In recent weeks, students across high school and university classrooms have been breathing sighs of relief. Exams are officially over, and celebrations have begun.
For many students, exams seem a necessary evil. Time-consuming yet inevitable. But are exams really necessary? And are they evil?
In 2011, Macquarie University was the first Australian university to debate the abolition of exams. No exams in any subject, at any year level. At the time it was suggested that exams fail to develop “questioning, self sufficient learners”. Critics also often argue that exams promote a superficial understanding of topics, and that they are inauthentic: that is, they fail to represent the kinds of things students will be asked to do “in the real world”.
However, this is taking a narrow view of the benefits of exams. Exams include many of the aspects we want from assessment.
What do we want from assessment?
Good assessment programs aim to provide a balanced, fair evaluation of each student. They achieve this in two ways. First, they use of a variety of strategies and tasks. This gives students multiple opportunities, in varying contexts, to demonstrate what they know and can do. It also enables teachers to be confident in the accuracy of their judgements about each student.
Second, tasks must be “fit for purpose”. Assuming a subject has a number of goals (knowledge to learn, skills to acquire), each task should be appropriate to the specific goal or goals it is assessing.

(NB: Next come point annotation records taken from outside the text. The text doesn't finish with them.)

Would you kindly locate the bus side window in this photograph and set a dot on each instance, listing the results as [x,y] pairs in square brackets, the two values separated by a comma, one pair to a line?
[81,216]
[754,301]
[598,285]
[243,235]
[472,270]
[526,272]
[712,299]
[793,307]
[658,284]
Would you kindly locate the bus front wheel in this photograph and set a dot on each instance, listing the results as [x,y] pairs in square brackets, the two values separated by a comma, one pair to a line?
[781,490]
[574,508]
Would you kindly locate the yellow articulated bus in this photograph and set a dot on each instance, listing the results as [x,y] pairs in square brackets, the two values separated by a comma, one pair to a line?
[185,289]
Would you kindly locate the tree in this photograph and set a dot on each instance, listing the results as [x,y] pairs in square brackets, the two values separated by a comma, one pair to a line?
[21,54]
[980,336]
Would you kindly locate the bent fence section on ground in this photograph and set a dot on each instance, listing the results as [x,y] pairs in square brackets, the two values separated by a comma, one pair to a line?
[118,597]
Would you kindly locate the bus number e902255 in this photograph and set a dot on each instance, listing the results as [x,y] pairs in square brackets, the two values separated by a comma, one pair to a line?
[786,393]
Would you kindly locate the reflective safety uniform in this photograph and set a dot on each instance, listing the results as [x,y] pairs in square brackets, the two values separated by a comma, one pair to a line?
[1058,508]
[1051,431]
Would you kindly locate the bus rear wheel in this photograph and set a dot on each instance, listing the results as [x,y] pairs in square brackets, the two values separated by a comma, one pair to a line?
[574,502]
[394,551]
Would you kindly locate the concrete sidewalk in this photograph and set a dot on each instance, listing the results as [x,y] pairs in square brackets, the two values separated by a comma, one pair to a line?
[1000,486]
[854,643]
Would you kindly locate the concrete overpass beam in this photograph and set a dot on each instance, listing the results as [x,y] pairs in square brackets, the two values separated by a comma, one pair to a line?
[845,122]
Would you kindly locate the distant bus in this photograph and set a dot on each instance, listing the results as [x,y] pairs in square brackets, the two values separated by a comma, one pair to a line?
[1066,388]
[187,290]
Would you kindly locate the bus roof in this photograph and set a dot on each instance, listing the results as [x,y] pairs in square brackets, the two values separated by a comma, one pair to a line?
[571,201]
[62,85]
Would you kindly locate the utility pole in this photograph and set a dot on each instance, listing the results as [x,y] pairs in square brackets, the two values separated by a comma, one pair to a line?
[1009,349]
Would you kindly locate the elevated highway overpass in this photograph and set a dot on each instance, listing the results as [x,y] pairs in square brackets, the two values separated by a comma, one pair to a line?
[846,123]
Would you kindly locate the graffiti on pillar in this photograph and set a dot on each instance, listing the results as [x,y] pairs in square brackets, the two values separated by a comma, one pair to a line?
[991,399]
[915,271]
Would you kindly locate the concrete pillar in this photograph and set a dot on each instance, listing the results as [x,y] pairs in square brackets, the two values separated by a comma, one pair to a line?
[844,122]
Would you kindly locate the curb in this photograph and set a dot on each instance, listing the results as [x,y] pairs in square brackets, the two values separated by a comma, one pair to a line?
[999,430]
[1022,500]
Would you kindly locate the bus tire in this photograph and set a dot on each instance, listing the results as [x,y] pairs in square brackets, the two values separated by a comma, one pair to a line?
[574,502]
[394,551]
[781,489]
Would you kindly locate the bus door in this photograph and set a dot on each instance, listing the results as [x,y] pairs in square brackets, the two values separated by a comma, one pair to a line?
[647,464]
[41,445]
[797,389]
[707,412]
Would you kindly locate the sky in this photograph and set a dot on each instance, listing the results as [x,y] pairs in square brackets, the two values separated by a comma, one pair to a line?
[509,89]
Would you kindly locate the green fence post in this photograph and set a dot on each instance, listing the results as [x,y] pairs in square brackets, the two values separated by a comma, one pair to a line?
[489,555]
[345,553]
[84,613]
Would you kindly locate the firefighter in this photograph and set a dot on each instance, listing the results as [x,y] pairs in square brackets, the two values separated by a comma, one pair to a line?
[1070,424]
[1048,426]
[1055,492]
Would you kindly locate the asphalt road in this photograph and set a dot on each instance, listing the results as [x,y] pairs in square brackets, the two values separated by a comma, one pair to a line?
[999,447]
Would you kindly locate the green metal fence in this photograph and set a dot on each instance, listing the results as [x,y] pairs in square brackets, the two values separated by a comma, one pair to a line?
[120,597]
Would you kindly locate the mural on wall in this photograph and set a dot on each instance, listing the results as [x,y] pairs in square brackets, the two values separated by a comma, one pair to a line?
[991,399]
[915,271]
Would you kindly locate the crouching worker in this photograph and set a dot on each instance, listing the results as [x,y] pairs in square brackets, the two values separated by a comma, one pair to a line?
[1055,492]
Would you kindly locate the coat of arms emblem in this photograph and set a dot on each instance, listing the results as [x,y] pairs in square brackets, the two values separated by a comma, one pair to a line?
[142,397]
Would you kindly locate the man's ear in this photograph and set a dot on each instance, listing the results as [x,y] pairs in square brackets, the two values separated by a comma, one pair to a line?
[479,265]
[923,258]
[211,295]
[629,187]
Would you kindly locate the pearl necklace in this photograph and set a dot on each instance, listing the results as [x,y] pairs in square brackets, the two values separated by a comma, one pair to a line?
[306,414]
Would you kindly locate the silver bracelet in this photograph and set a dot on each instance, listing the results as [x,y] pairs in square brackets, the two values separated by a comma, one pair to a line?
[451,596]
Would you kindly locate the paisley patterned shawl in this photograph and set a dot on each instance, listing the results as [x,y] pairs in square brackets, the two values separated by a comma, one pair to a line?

This means that a task assessing base knowledge will look different to one assessing creativity.
Rather than abolishing exams, we should instead be asking what mix of assessment tasks is most appropriate for each subject. Where might exams fit? And what are their benefits?
Exams focus on breadth
In most disciplines, there are specific bodies of knowledge that students are expected to learn. Physics students might learn about thermodynamics, while history students might learn about the cold war. Exams enable us to accurately test students’ breadth of understanding of these topics.
Critics of exams often instead promote “deep”, “rich”, and “authentic” assessment tasks. These are typically project-based tasks that draw on students’ creativity and interest. For example, history students might be asked to choose and research a historical character in depth. Business studies students might be asked to design the pitch for a new business seeking venture capital.
These tasks develop several important higher-order thinking skills, such as analysis and decision-making. However, they’re not alternatives to exams. They do different things. And this is exactly what we want: multiple, different tasks to maximise students’ opportunities to demonstrate what they know and can do.
We also want fit-for-purpose. Where breadth of knowledge is important, we want assessment tasks that target this breadth. We want our future doctors to know of the entire human body. We want our future teachers to know a full repertoire of teaching and learning approaches. Exams can help achieve this.
Exams are harder to cheat on
Exams are also useful for a very different reason: they are harder than essays to cheat on. In light of the recent “MyMaster” ghost-writing scandal, it is clear that plagiarism is a serious problem for universities.
Drawing on our characteristics of good assessment, it is impossible to provide a balanced, fair evaluation of a student’s performance if the student has paid someone else to complete their work for them.
Are we being defeatist in suggesting exams as a solution to plagiarism? Perhaps. We would like our schools and universities to be about discovery and exploration: not compliance. To date, however, essay mills have consistently remained one step ahead of academia.
While creative tasks may be one alternative solution, ghostwriter Dave Tomar writes in his book, The Shadow Scholar, that all sorts of tasks are ghost-written. More difficult tasks simply cost more. Tasks that cannot be purchased or copy-and-pasted must be integrated into the mix.
Exams do enhance learning
Studying is like exercising. When one exercises, the muscles in use grow stronger. Likewise, the process of searching through ones memory and retrieving the relevant information strengthens that memory pathway for future uses. This means that when newly qualified teachers, doctors, lawyers, or accountants come to retrieve information they need, it is – as a consequence of having been practised previously – now easier to access.
So, how can we best make use of this “practice effect” for memory? Research tells us that learning is particularly strong when students self-test. Rather than passively reading and remembering by rote, we want our students to study by forming appropriate questions, searching memory for relevant responses, and knitting this information together into an appropriate answer.
We think this third benefit of exams is the most exciting. Exams don’t just provide a targeted, fit-for-purpose opportunity for students to demonstrate what they know: they also have the power to enhance what students know.